É característica de Jane Austen tratar sobretudo de relacionamentos em suas obras. Ela fez literatura elegendo o microcosmo, as picuinhas cotidianas, as relações de famílias e as relações amorosas como temas principais de seus livros. É um que gosta do outro, que gosta do um, mas não tem coragem de falar. É outro que faz intriga de um, que é ingênuo e se deixa levar. São os outros, que disseminam entre si a relação do um e do outro também. Enfim, é assim. 

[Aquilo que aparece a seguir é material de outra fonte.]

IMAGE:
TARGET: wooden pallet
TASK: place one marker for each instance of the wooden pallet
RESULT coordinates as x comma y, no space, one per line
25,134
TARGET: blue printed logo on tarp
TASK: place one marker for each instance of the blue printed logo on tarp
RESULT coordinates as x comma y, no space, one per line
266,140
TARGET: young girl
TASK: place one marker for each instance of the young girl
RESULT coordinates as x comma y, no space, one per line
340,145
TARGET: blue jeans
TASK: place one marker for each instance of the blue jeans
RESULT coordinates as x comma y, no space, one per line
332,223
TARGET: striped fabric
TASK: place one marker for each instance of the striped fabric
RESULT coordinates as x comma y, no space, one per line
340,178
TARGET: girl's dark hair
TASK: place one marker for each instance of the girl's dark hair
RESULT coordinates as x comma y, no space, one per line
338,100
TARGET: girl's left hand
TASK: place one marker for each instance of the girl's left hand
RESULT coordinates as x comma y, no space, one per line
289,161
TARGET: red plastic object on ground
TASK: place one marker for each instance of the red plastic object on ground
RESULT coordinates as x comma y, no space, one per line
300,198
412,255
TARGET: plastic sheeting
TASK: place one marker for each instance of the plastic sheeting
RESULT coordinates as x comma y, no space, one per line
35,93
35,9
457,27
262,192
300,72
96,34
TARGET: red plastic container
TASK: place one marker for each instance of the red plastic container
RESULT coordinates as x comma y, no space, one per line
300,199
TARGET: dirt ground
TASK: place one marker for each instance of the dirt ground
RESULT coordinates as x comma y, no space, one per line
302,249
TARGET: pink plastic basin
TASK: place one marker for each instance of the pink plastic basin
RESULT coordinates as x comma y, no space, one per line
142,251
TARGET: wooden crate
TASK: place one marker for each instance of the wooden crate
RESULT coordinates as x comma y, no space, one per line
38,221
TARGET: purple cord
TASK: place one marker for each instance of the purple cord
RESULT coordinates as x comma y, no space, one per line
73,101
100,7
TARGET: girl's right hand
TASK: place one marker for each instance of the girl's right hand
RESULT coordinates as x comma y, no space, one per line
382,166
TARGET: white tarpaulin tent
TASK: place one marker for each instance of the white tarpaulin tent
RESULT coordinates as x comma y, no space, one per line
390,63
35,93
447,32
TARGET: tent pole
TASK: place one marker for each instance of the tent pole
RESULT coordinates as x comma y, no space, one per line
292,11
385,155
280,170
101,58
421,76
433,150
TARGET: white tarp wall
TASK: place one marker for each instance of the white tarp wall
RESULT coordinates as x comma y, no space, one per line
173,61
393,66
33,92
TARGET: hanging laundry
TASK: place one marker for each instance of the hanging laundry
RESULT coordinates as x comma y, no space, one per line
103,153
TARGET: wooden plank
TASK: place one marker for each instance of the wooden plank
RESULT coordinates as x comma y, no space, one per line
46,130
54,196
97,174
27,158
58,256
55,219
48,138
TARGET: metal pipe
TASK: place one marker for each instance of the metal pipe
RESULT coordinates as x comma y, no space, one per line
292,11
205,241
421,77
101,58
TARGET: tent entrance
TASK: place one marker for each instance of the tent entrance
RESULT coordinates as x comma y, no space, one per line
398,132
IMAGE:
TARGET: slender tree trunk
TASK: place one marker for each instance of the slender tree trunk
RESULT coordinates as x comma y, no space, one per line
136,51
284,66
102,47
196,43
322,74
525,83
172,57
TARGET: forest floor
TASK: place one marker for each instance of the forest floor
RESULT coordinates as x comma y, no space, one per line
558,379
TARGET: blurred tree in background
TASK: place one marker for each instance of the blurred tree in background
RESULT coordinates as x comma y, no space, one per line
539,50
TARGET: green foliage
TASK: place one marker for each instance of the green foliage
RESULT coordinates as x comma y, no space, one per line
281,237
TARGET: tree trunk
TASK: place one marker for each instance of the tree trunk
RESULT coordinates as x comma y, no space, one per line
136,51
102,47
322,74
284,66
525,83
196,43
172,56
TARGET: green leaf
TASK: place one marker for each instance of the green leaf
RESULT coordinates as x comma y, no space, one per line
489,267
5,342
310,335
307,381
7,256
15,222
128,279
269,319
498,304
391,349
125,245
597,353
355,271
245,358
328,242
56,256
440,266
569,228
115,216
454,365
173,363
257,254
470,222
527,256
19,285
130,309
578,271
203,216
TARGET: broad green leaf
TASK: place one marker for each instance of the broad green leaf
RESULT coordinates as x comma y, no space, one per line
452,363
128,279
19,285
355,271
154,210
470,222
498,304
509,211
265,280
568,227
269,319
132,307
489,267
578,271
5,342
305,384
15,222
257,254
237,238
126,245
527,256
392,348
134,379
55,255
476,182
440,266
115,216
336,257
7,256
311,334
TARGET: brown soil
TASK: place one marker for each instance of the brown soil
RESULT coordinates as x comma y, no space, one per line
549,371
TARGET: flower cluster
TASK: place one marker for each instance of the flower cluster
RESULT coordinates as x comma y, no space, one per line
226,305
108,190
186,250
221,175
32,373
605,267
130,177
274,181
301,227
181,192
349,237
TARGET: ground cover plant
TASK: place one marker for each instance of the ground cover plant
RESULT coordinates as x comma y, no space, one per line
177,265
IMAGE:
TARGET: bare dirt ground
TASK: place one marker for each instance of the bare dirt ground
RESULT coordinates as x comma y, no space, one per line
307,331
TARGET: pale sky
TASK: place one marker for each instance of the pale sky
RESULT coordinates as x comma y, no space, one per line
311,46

É curioso que Jane Austen tenha eleito essa temática, pois os escritores mais famosos do século XIX (Victor Hugo, Balzac, Charles Dickens, dentre outros) tratavam de vítimas da condição social resultante das Revoluções Industrial e Francesa. Além de focar em relacionamentos, suas obras abordam a classe média inglesa (burguesia?), deixando de lado a nobreza e os miseráveis, os comumentes contemplados nos romances ambientados no século XIX. Talvez esse seja a grande diferencial de Jane Austen: não considerar que no século XIX havia apenas nobreza em decadência, burguesia em ascensão e desvalidos miseráveis.

Confesso que não sou tão fã desse tipo de literatura, acho que já gostei mais no passado, mas Jane Austen escreve bem.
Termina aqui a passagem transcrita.